David's name was a passport everywhere, and, no sooner had it been sent in, than Canler came out to him. The sculptor stated his business, and the police officer made a wry face. "I am afraid, M. David, I cannot help you in this instance. To speak plainly, I have restored her to her souteneur." We both opened our eyes very wide. "Yes," came the remark, "I know what you are going to say. I can sum up all your objections before you utter them. But I could not help myself; the fellow rendered me a service, and this was the price of it. Without his aid, one of the most desperate burglars in Paris would still be at large. As it is, I have got him safe under lock and key. Very shocking, no doubt; mais, à la guerre comme à la guerre." Then, seeing that we did not answer, he continued: "As a rule, I do not explain my tactics to everybody; but you, M. David, are not everybody, and, if you like to meet me when the theatre is over, I shall be pleased to have a chat with you."
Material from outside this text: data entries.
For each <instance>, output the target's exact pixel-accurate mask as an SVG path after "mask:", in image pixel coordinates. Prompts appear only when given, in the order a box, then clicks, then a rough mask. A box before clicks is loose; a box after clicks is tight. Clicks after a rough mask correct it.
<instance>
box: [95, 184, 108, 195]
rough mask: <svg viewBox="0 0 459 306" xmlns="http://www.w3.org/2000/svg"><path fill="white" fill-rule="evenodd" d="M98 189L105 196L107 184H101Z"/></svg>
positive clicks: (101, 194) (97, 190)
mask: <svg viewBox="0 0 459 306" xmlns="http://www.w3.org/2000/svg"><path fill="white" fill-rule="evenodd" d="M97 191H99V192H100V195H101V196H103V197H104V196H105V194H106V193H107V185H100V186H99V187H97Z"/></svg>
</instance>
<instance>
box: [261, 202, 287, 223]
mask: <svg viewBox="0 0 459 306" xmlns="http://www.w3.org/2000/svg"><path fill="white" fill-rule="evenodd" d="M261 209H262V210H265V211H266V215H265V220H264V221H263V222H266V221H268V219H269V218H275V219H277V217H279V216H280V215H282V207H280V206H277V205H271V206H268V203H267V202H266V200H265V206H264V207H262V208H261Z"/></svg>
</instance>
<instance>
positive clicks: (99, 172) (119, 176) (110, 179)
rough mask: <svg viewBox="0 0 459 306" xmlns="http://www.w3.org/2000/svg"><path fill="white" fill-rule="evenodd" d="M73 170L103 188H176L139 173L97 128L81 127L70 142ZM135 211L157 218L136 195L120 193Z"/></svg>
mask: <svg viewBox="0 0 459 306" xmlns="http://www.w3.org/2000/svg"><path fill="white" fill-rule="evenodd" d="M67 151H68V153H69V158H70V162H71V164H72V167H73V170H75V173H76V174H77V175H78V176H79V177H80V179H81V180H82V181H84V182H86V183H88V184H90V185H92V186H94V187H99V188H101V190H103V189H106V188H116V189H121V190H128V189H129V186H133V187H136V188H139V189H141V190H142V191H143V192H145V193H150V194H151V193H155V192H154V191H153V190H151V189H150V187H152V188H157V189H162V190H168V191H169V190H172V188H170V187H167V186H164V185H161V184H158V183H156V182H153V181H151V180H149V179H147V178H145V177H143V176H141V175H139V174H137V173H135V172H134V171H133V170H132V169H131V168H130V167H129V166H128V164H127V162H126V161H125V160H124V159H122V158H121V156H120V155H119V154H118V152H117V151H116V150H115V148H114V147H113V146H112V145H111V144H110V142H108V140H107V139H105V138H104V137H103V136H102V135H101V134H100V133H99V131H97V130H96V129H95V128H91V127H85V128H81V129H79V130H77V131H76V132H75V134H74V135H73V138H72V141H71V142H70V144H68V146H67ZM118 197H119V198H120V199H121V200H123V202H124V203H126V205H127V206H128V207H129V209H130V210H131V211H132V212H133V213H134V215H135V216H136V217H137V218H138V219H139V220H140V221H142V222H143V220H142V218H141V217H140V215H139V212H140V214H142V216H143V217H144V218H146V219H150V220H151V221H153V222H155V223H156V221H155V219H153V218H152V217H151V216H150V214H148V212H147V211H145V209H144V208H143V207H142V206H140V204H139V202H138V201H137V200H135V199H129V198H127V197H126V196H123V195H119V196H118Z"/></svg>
At half-past twelve that night we were seated at a restaurant near the Porte Saint-Martin, and, after a few preliminary remarks, Canler explained.
However great an artist you may be, M. David, you could not produce a statue without the outlay for the marble, or for the casting of it in bronze. You, moreover, want to pay your praticien, who does the rough work for you. Our praticiens are the informers, and they want to be paid like the most honest workmen. The detection of crime means, no doubt, intelligence, but it means also money. Now, money is the very thing I have not got, and yet, when I accepted the functions I am at present fulfilling, I gave my promise to M. Delessert not to neglect the detective part of the business. I wish to keep my word, first of all, because I pledged it; secondly, because detection of crime is food and drink to me; thirdly, because I hope to be the head of the Paris detective force one day. The Government allows a ridiculously small sum every year for distribution among informers, and rewards among their own agents; it is something over thirty thousand francs, but not a sou of which ever reached my hands when I accepted my present appointment, and scarcely a sou of which reaches me now. I was, therefore, obliged to look out for auxiliaries, sufficiently disinterested to assist me gratuitously, but, knowing that absolute disinterestedness is very rare indeed, I looked for my collaborateurs among the very ones I was charged to watch, but who, in exchange for my protection in the event of their offending, were ready to peach upon their companions in crime and in vice. I need not trouble you by enumerating the various categories of my allies, but the souteneur, the most abject of them all, is, perhaps, the most valuable.